Das bietet "Wie Arsch auf Eimer"
Im Spiel liegen in der Tischmitte mehrere Bildkarten aus, die sich auf unterschiedliche Weise miteinander verknüpfen lassen. Alle erhalten Zettel und Stift und notieren heimlich die Bildpaare, die ihnen als passende Kombination ins Auge fallen. Dabei geht es nicht darum, objektiv „richtige“ Paare zu finden, sondern um naheliegende oder assoziative Verbindungen: Popcorn und Kamera könnten für einen Kinobesuch stehen, ein Stuhl vielleicht eher in Kombination mit einem Tisch.
Gewertet wird anschließend nur das, was sich mindestens zwei Personen gleichermaßen überlegt haben. Für jedes Bildpaar, das von mehreren Spielenden notiert wurde, gibt es Punkte. Paare, die nur eine Person gesehen hat, bleiben dagegen ohne Wertung. Entscheidend ist also, sich in die Denkweise der anderen hineinzuversetzen und abzuschätzen, welche Motive am Tisch vermutlich ähnlich wahrgenommen werden.

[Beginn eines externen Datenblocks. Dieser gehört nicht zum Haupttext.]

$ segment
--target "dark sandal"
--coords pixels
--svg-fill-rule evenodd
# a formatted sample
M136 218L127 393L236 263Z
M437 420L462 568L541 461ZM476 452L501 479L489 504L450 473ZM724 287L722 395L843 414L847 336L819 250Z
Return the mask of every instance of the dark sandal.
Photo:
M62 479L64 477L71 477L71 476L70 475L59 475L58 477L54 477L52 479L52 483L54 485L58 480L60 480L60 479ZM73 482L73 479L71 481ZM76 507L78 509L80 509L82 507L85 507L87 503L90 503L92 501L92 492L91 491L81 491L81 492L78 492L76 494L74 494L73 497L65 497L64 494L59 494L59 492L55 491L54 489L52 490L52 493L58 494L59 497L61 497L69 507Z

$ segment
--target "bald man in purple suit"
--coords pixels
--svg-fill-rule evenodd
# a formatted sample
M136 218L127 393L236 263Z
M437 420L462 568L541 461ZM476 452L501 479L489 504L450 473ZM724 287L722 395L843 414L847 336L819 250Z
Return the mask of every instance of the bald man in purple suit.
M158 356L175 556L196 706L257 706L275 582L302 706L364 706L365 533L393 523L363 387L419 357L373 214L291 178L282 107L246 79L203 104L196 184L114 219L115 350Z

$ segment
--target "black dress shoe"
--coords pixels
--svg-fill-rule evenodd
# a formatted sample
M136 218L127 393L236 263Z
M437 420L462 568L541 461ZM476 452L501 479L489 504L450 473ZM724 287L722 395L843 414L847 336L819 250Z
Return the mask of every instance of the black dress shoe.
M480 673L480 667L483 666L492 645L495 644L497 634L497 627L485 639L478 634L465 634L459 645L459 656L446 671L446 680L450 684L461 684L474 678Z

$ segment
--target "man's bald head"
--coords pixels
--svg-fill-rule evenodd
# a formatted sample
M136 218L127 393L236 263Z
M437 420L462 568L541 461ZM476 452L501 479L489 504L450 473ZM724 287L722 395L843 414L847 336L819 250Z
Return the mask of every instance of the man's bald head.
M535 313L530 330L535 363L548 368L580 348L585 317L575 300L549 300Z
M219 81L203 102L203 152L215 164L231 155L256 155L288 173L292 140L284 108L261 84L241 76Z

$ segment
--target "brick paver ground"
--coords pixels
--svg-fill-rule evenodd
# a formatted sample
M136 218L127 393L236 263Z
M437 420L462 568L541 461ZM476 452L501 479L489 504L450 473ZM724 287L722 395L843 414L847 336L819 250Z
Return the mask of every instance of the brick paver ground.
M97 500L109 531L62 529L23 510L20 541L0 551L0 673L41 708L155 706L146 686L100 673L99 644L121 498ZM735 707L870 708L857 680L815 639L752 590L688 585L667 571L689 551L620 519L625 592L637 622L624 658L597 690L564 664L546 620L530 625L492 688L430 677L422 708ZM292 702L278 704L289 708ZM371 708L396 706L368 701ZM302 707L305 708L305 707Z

Mit insgesamt 200 unterschiedlichen Bildern lassen sich viele verschiedene Auslagen und Kombinationen erzeugen. Die Regeln bleiben dabei überschaubar, sodass sich die Partie schnell vorbereiten und erklären lässt. Im Verlauf entstehen häufig überraschende Übereinstimmungen oder völlig unterschiedliche Deutungen, die im Anschluss an eine Wertungsrunde für Gesprächsstoff sorgen können.